Para levantar os fundamentos jurídicos, uso uma técnica simples: abro um arquivo de texto separado e adiciono ali diversos os aspectos jurídicos a serem analisados.

Jurisprudência, artigos da lei material e processual, doutrina específica ou seja, tudo que for útil e fundamental.
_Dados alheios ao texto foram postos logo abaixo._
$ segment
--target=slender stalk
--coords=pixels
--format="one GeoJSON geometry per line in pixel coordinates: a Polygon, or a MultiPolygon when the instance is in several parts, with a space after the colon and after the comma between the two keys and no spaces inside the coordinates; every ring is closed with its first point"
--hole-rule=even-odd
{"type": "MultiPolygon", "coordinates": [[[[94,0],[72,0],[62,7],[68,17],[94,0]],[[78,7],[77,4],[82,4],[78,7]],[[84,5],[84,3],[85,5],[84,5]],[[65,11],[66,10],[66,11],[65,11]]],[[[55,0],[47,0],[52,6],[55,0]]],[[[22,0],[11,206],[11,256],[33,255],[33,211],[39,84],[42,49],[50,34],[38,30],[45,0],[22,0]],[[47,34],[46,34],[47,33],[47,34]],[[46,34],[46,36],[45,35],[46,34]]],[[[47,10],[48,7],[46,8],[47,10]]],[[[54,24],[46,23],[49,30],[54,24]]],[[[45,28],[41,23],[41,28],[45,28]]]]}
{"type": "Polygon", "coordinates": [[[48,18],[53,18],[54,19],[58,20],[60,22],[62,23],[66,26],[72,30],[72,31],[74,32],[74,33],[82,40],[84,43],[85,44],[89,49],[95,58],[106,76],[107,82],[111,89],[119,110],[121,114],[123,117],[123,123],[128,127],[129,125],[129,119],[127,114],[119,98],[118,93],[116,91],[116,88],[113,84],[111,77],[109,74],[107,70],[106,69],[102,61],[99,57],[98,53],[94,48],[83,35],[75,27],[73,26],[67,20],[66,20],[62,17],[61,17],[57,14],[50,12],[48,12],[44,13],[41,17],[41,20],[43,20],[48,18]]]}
E a proporção que escrevo, vai ”riscando” cada um dos itens. Deste jeito minha mente vê, inclusive, que o requerimento está se formando, o que mantém o foco e gera ainda mais energia para ir em frente, pois sabemos que, ser produtivo anima.

3 – pedir e requerer:

Você acha que na situação atual do Judiciário, o juiz tem possibilidade de ler cuidadosamente todas as petições que entram ao gabinete?

E qual a reação espontânea?

Vai direto para os requerimentos e pedidos.

Qual a justificação?

Por um motivo simples: é lá que se encontra (ou pelo menos deveria morar) a pretensão jurídica.

Consequentemente se parte para os acontecimentos e argumentação jurídica.

Não gosta disso? Todavia é a realidade, então temos de encará-la.

Então, capriche nos seus pedidos.

Veja se você elencou todas as necessidades ou todos os desejos do seu cliente, em termos jurídicos.

Além disso, não deixe os requerimentos para trás, eles também são importantíssimos (e o novo CPC tem novidades sobre esse assunto, como, por exemplo, o inciso VII do art. 319!).

4 – Concisão, objetividade e clareza

Nos dias de hoje, tudo é muito ligeiro, concorrido, a falta de tempo se faz presente.

Terminou o tempo da advocacia clássica e manual em que o advogado redigia 30 ou 40 páginas numa peça inicial recheada de repetições e termos jurídicos, além dos vocabulário em latim.

Atualmente quanto mais objetiva e direta for a petição inicial, melhor será, inclusive para o advogado, que contará com uma maior “simpatia” do juiz e aumentará as chances de que sua peça seja realmente lida.

Não quero falar que a escrita erudita deva ser esquecida.

Escrever corretamente continua sendo essencial.

Mas os excessos e os rebuscamentos podem ser eliminados.

Ser mais exato, usar períodos curtos, ser diretos, além de escrever de forma correta, contribuirá com a qualidade da linguagem e da expressão de ponto de vista dentro da petição.

5 – Revisão e leitura crítica

Revise antes de enviar, aquilo que foi redigido anteriormente, isso elimina as chances de esquecer pontos essenciais.

Nosso cérebro absorve mais e opera melhor as informações dessa forma.

reler novamente um texto que escrito há um ou dois dias, surge uma nova visão sobre a tese.